Des stades entourés de palmiers, des pelouses verdoyantes sous un ciel clément. On s’entraîne ardemment au football américain, fierté de la cité, Pahokee. Une petite ville rurale au sud de la Floride, de presque six mille âmes, qui soutient son équipe. Dans les couloirs de Pahokee High School, on s’affaire pour les prochains concours. À celui ou celle qui représentera l’établissement. On choisit ses affiches, ses slogans, tandis que les campagnes s’avancent également sur les réseaux sociaux. Temps d’incertitude. Affaire de popularité dans les rangs, d’amitiés.

« Profiter de la vie, être fidèle, planifier. » Tel est le credo d’un élève. Un autre avance ses ambitions en matière d’études, avant de vouloir enseigner auprès des enfants défavorisés. Parallèlement, deux candidates s’opposent pour le titre de miss. L’une, Briana, donne ses conseils : « Restez humble et il vous arrivera de grandes choses. » Sa rivale, Na’Kerria, a l’intention de suivre des études d’infirmière. Et martèle : « Pas besoin d’avoir beaucoup d’amis, juste des amis sur lesquels on peut compter. » Au sortir des votes suivra une vaste parade à travers la ville. Costumes de fête et paillettes, majorettes en tête.

D’autres pensionnaires songent déjà à l’année suivante, à l’université, en fonction des bourses. Il s’agit toujours de financer ses études, peu importe lesquelles finalement, en « priant Dieu » pour que ça marche. Comptent surtout les soirs de match, qui vont déterminer le vainqueur du trophée Muck Bowl. L’effervescence gagne alors le terrain et les tribunes. On encourage ses gars, les camarades, les Devils de Pahokee. Chaque match est ponctué de danses, de démonstrations de pom-pom girls, de fanfares rythmées par les percussions.

Telle est la vie de Pahokee, partagée entre le foot, les parades, les études et… le foot toujours, avec ses heures d’entraînement, sa douce hystérie collective encadrant les rencontres, au fil des victoires menant jusqu’au titre de meilleure équipe de Floride.
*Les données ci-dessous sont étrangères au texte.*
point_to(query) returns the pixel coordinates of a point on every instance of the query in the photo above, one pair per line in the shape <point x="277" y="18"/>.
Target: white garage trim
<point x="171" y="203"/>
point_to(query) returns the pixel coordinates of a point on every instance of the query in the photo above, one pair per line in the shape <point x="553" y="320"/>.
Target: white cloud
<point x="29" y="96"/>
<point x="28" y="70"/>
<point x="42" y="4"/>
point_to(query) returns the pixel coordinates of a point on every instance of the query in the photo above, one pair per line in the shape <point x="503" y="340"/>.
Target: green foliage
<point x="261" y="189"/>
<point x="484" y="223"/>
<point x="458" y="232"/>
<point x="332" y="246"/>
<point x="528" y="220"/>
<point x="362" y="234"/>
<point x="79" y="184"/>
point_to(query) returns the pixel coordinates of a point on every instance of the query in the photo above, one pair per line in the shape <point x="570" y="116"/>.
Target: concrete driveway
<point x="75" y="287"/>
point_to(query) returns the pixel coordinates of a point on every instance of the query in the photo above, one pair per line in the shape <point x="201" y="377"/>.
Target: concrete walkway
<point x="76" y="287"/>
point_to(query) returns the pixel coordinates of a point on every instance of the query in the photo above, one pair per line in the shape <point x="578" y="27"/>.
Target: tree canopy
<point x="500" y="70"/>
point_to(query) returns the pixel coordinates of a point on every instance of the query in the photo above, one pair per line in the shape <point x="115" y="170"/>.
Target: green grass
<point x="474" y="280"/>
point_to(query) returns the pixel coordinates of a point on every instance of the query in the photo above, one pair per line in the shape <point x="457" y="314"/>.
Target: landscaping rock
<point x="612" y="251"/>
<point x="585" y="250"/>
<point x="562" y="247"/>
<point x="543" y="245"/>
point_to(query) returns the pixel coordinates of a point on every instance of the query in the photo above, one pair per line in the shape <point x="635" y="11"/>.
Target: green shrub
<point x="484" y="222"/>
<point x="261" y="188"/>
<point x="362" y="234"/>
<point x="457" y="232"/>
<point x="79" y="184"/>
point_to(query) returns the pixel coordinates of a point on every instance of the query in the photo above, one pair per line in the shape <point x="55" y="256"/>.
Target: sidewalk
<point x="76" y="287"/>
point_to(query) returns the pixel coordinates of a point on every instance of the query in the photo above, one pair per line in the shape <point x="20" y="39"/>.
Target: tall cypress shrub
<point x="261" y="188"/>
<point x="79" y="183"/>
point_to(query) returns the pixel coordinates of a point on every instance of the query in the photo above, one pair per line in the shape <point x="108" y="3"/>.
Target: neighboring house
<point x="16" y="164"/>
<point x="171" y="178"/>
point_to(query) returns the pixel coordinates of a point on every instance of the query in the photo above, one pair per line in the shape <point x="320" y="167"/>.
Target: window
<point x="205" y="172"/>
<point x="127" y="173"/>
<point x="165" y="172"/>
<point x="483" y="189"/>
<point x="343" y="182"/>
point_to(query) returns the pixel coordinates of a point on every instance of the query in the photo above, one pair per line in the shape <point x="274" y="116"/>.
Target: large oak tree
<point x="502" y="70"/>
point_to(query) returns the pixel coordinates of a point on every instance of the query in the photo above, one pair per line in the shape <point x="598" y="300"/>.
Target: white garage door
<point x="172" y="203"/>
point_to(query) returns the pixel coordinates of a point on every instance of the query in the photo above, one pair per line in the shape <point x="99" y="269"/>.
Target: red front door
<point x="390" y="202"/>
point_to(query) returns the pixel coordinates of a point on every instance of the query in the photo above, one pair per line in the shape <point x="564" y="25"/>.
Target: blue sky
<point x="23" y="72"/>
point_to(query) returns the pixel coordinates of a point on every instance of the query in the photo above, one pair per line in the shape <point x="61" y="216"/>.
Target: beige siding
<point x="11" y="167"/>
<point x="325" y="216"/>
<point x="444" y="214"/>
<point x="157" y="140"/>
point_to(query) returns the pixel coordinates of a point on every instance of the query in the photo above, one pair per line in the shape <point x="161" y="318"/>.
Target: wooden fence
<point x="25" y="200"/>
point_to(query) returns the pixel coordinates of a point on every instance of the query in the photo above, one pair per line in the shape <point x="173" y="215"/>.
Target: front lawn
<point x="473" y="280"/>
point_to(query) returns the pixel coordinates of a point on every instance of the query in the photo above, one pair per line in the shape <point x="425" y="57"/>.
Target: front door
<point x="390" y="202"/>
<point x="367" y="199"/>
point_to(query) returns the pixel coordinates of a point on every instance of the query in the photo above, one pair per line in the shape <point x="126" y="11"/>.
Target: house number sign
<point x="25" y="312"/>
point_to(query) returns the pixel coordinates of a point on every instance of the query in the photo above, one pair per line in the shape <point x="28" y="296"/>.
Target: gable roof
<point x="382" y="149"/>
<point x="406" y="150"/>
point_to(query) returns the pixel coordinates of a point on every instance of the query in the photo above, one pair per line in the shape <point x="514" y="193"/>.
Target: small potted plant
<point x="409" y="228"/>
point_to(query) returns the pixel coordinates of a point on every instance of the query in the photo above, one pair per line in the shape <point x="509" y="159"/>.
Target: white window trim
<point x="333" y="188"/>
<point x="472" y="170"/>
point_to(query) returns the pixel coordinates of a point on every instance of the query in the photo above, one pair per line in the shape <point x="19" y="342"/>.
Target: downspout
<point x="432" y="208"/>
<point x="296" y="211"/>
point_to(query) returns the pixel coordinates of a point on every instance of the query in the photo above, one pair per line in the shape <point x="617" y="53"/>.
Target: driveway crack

Alternant les plans longs, larges ou resserrés, dans leur premier long métrage documentaire (trop long, à vrai dire), Ivete Lucas et Patrick Bresnan filment autant la ville, avec ses façades colorées, ses boutiques, sa signalétique particulièrement prononcée rompant l’horizontalité des champs alentour, et les groupes de fans qu’une galerie de personnages s’exprimant face caméra. Le tout-venant, sans commentaire, pas même de banc-titre, sans accompagnement musical.

Curieux portraits qui se dessinent là. Curieuse jeunesse, souvent calée dans l’insouciance, loin des turpitudes de la Maison Blanche et de son locataire (jamais mentionné, ni évoqué). Foin de désœuvrement, mais des existences gouvernées par le ballon, où tout est prétexte à la fête battant le pavé de la ville, à un moment charnière, celui qui mène à la vie adulte. Parmi ces encore très jeunes, Junior se distingue par d’autres responsabilités : il est père d’une mouflette d’un an, combinant tant bien que mal ses études, sa passion des percussions et sa charge paternelle.

Pahokee, une jeunesse américaine, Ivete Lucas et Patrick Bresnan, 1 h 52.